When Do Doctors Give Electric Shocks?
Electric shock treatment, or electro convulsive therapy, is sometimes used with people suffering from mental illnesses in which severe depression is the main symptom. Electro convulsive therapy (ECT), previously known as electroshock therapy, and often referred to as shock treatment is a psychiatric treatment in which seizures are electrically induced in anesthetized patients for therapeutic effect.
It was first used in 1938 by U. Cerletti and L. Bini in Rome, and was recommended for the treatment of manic-depression and schizophrenia (literally, “splitting of the mind”). It gained widespread use as a form of treatment in the 1940s and 1950s; today, an estimated 1 million people worldwide receive electro convulsive therapy every year, usually in a course of 6–12 treatments administered 2 or 3 times a week.
Today, electro convulsive therapy is most often used as a treatment for severe major depression which has not responded to other treatment, and is also used in the treatment of mania (often in bipolar disorder), and catatonia. ECT machines have been placed in the Class III category (high risk) by the United States Food and Drug Administration (FDA) since 1976. A round of ECT is effective for about 50% of people with treatment-resistant major depressive disorder, whether it is unipolar or bipolar.
Follow-up treatment is still poorly studied, but about half of people who respond relapse within 12 months. Aside from effects in the brain, the general physical risks of ECT are similar to those of brief general anesthesia. Immediately following treatment, the most common adverse effects are confusion and memory loss. ECT is considered one of the least harmful treatment options available for severely depressed pregnant women.
A usual course of ECT involves multiple administrations, typically given two or three times per week until the patient is no longer suffering symptoms. ECT is administered under anesthetic with a muscle relaxant. Electroconvulsive therapy can differ in its application in three ways: electrode placement, frequency of treatments, and the electrical waveform of the stimulus. These three forms of application have significant differences in both adverse side effects and symptom remission.
Placement can be bilateral, in which the electric current is passed across the whole brain, or unilateral, in which the current is passed across one hemisphere of the brain. Bilateral placement seems to have greater efficacy than unilateral, but also carries greater risk of memory loss. After treatment, drug therapy is usually continued, and some patients receive maintenance ECT.

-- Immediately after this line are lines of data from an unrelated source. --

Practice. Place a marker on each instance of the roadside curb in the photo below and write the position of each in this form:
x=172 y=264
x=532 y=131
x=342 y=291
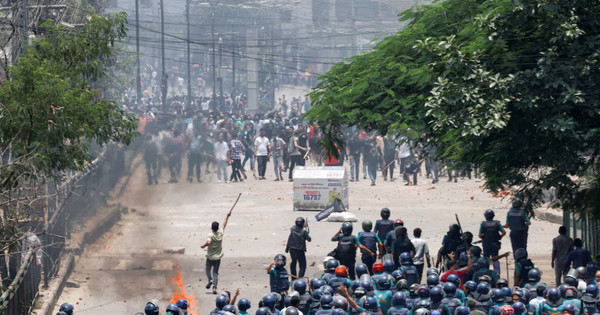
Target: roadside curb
x=72 y=253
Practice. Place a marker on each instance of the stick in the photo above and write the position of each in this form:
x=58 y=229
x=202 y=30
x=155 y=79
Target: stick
x=238 y=198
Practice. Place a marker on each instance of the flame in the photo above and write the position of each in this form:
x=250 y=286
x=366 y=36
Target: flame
x=180 y=293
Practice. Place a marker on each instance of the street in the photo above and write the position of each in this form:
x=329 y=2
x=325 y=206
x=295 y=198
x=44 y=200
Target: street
x=128 y=267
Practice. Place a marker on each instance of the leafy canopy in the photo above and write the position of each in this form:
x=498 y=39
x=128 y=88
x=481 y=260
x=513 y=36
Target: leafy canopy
x=511 y=85
x=50 y=113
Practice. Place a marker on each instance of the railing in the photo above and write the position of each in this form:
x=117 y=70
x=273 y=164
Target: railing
x=65 y=201
x=584 y=227
x=18 y=297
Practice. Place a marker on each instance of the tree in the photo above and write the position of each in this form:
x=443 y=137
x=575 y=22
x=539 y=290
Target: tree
x=50 y=114
x=511 y=85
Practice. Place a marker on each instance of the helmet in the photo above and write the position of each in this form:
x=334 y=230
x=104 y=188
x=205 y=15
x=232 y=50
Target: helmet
x=319 y=283
x=300 y=286
x=471 y=285
x=519 y=308
x=507 y=294
x=554 y=296
x=244 y=304
x=435 y=294
x=377 y=267
x=433 y=280
x=229 y=308
x=382 y=283
x=571 y=293
x=485 y=278
x=462 y=310
x=423 y=304
x=269 y=300
x=341 y=271
x=367 y=286
x=501 y=283
x=328 y=290
x=520 y=253
x=449 y=289
x=397 y=275
x=483 y=263
x=291 y=311
x=423 y=292
x=317 y=294
x=221 y=301
x=533 y=276
x=483 y=288
x=569 y=308
x=581 y=272
x=263 y=311
x=361 y=269
x=280 y=259
x=405 y=259
x=150 y=309
x=385 y=213
x=506 y=310
x=172 y=307
x=412 y=290
x=433 y=271
x=388 y=266
x=497 y=296
x=402 y=284
x=591 y=290
x=183 y=304
x=332 y=264
x=517 y=204
x=346 y=228
x=591 y=269
x=340 y=302
x=399 y=299
x=67 y=308
x=371 y=304
x=367 y=225
x=326 y=301
x=454 y=278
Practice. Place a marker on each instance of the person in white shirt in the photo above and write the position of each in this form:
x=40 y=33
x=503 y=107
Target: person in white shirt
x=221 y=155
x=421 y=252
x=262 y=153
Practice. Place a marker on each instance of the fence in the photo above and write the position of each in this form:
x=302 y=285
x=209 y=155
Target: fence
x=585 y=228
x=65 y=201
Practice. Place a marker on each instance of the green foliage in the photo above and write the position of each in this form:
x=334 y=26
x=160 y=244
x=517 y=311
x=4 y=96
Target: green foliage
x=511 y=85
x=49 y=112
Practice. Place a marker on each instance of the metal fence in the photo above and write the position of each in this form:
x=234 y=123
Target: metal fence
x=65 y=201
x=584 y=227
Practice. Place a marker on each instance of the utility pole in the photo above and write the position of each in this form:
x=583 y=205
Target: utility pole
x=164 y=78
x=138 y=83
x=189 y=58
x=214 y=63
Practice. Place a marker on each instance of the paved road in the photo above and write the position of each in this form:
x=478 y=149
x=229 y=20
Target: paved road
x=127 y=268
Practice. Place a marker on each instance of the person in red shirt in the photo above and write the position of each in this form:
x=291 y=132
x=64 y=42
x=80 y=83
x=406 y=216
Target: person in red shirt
x=460 y=272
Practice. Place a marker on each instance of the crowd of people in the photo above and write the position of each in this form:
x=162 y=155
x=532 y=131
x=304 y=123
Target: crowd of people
x=275 y=143
x=390 y=278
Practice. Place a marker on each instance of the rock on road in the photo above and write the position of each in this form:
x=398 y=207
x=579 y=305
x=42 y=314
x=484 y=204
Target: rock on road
x=128 y=266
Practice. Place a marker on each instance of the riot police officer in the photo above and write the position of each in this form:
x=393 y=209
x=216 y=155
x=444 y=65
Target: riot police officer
x=491 y=232
x=518 y=222
x=368 y=242
x=296 y=246
x=346 y=249
x=279 y=277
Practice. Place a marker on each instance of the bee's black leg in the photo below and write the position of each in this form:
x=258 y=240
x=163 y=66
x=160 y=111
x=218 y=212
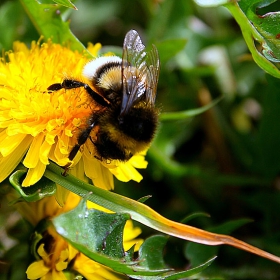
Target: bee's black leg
x=69 y=84
x=81 y=140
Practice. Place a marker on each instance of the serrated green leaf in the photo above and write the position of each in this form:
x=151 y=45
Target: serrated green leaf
x=198 y=253
x=43 y=188
x=151 y=252
x=66 y=3
x=251 y=34
x=99 y=236
x=211 y=3
x=267 y=25
x=188 y=113
x=147 y=216
x=100 y=232
x=144 y=198
x=48 y=22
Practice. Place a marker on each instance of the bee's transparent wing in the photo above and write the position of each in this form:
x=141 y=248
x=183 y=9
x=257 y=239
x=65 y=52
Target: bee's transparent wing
x=140 y=71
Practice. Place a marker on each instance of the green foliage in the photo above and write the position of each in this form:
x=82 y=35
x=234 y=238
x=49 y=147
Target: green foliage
x=223 y=161
x=99 y=236
x=43 y=188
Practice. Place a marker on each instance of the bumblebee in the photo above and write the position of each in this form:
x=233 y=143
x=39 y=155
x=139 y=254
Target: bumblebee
x=125 y=90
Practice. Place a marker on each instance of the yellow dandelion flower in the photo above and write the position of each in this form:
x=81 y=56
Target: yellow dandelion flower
x=37 y=126
x=56 y=253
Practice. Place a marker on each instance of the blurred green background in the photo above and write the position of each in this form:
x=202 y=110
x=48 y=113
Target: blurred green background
x=225 y=162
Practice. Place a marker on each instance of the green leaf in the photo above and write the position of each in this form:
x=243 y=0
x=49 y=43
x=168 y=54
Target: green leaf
x=169 y=48
x=211 y=3
x=263 y=29
x=151 y=252
x=48 y=22
x=198 y=253
x=66 y=3
x=99 y=232
x=252 y=31
x=43 y=188
x=188 y=113
x=145 y=215
x=99 y=236
x=191 y=272
x=267 y=25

ECT appears to work in the short term via an anticonvulsant effect mostly in the frontal lobes, and longer term via neurotrophic effects primarily in the medial temporal lobe. ECT is used with informed consent in treatment-resistant major depressive disorder, treatment-resistant catatonia, or prolonged or severe mania, and in conditions where “there is a need for rapid, definitive response because of the severity of a psychiatric or medical condition (e.g., when illness is characterized by stupor, marked psycho-motor retardation, depressive delusions or hallucinations, or life-threatening physical exhaustion associated with mania).”
For major depressive disorder, ECT is generally used only when other treatments have failed, or in emergencies, such as imminent suicide. ECT has also been used in selected cases of depression occurring in the setting of multiple sclerosis, Parkinson’s disease, Huntington’s chorea, developmental delay, brain arteriovenous malformations and hydrocephalus.